As Lasthope101 said NO IS NO ANYTIME.
This person you were with is a PERPETRATOR. No ifs, ands, or buts about it.
NO MEANs NO, when you are with respectful people.
From your story, it sounds like he may have been turned on even more bcs of him being with a virgn.
You may want to consider calling the police and getting an exam and reporting this guy.
He may be doing the same thing tonight, with some other unsuspecting person.
NO MEANS NO, when you are with respectful people.
sure it was wrong to go to his place...but rape happens in many situations...and we are not STUPID because someone else is a freakin Creep...Rape happens between long time friends..people who are dateing....couples that are married...as well as perfect strangers...Rape occurs when someone takes from you something that you do not want to Give...

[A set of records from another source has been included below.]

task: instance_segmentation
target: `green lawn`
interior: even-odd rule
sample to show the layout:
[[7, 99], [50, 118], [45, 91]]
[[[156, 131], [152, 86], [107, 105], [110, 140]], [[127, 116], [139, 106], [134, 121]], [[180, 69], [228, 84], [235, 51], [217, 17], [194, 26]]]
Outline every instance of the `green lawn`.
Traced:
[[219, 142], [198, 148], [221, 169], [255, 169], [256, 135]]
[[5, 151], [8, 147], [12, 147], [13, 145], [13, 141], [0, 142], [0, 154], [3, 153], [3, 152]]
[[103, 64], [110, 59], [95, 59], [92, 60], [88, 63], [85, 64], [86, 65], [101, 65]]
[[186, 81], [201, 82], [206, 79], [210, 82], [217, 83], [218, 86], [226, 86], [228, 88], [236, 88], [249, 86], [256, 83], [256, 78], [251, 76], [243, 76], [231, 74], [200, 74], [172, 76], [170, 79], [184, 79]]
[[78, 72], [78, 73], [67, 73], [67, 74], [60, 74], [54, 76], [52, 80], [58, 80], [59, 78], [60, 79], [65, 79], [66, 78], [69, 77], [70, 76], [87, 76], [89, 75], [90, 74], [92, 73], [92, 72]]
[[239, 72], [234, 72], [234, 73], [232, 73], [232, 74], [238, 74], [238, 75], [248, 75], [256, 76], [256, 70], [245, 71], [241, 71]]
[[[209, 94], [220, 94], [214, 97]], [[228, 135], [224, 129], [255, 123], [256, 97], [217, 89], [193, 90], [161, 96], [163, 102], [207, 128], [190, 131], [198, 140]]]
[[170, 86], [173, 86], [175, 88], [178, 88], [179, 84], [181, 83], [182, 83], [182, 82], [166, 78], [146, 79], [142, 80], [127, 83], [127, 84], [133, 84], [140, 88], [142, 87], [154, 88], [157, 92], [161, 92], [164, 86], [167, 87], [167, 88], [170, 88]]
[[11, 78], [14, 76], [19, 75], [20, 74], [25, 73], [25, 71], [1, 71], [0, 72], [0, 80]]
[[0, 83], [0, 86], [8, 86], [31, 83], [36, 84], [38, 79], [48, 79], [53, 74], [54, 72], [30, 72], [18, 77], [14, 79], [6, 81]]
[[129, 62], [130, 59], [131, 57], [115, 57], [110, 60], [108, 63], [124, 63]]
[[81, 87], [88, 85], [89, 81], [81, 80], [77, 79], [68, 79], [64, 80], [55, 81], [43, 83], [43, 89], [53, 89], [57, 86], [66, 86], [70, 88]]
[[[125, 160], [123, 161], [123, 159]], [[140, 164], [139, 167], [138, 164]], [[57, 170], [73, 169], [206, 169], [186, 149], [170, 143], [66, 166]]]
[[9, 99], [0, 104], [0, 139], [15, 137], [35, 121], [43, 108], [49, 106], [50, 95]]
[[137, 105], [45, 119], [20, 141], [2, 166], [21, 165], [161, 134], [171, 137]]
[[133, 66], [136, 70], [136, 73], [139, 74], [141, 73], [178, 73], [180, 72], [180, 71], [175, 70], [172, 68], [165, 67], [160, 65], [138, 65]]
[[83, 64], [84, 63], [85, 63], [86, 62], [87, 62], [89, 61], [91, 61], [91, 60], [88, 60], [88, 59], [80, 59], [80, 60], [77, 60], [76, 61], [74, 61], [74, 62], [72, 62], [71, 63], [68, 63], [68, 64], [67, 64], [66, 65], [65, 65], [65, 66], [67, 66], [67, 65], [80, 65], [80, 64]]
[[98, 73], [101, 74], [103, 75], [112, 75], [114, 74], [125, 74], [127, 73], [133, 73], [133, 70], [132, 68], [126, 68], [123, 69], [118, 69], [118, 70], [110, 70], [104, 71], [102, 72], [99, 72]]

Do Not make the mistake of takeing responability for HIS actions...just learn from it...
I kiss someone I like by no way does that mean I want sex. It is healthy to express something like kissing and not want to have other things like touching or intercourse.
Often the public is callous to victims saying you made a poor choice so its not rape. WRONG I made plenty of poor choices my life did not mean I wanted to be raped.
I hate the term leading on! That is such, a selfish guilt trip used to bend anothers will. What if I liked a girl and we were going to go out to dinner then walk in the park then have some intimate time during the end. What if during dinner I did not feel the chemistry and did not want to take the dinner any further cause it was not what I wanted. I should have the right to change my mind at any time. There is no such thing as a point of no return.
I am sorry for another thing as well. Women who are virgins often feel a discomfort when they first engage in sex. It hurts plain and simple. That is a time for a loving mate. You were robbed of someone caring over you through this and loving on you really. Instead you were raped and then left in your own pain to be on your own. A real man is not like this. This behavior is unacceptable! I am sorry for your abuse.
If this happend to your friend what would you tell her? I would ask her where he lives so i could report him! This was rape. Please talk to someone, and NEVER feel stupid. You spoke up clearly, and more.
You were raped.
Though I have never been able to do it, I hope that you can find the courage to report him.
Don't go through life blaming yourself on this one. It is not your fault.